FLATLANDS 2011

Workshop on natural language processing research for postgraduate students at Cambridge, Essex, Open, and Oxford Universities

Thursday, 30th June, 2011 at The Open University, Walton Hall, Milton Keynes, UK

Call for Presentations and Participation

The Flatlands workshop is an annual meeting of the NLP groups at Cambridge, Essex, Open and Oxford universities. It is an opportunity for these communities to meet and learn about recent work by research students at the four sites (through presentations). We encourage postgraduate research students to give short presentations (15-20 minutes) on topics relating to NLP (natural language understanding, natural language generation, dialogue, text mining, information extraction, etc.) We welcome participation from postgraduate students in NLP at the four institutions, their supervisors and colleagues.

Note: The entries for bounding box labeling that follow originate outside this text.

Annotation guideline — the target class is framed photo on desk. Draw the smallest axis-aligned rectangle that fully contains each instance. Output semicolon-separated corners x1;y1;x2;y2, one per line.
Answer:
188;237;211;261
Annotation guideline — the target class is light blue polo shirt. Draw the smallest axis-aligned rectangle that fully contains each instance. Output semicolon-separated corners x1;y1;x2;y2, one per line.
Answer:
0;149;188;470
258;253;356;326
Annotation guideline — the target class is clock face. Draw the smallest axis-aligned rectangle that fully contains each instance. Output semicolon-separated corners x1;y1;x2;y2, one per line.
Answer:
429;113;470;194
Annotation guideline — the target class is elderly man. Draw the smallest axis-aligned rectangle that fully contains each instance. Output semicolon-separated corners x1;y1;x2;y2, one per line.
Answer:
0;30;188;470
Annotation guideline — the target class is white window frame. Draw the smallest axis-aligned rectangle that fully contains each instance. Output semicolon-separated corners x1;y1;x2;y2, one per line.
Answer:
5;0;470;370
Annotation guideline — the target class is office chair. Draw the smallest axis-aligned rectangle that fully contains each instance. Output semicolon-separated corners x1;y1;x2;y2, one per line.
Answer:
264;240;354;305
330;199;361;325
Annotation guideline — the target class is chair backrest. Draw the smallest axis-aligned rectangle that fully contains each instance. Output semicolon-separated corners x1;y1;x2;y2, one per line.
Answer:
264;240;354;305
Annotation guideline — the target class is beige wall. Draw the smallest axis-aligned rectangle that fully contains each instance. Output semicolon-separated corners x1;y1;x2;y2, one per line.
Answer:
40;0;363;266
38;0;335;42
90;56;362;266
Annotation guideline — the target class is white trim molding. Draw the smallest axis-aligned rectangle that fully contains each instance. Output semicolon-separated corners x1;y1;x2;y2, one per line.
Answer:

Previous meetings have been held at Cambridge (2005) and Oxford (2006), London (2007), Essex (2008), Cambridge (2009), and Oxford (2010). This year's Flatlands meeting will take place at the OU campus in Milton Keynes on Thursday the 30th of June.

The workshop is free but please let us know if you plan to attend. If you would like to present your research, send us your name, affiliation, the title of your talk and a short abstract (100-150 words), by 17th June. Presentations should focus on novel aspects of your research. Seek advice from your supervisors on suitable topics for presentation.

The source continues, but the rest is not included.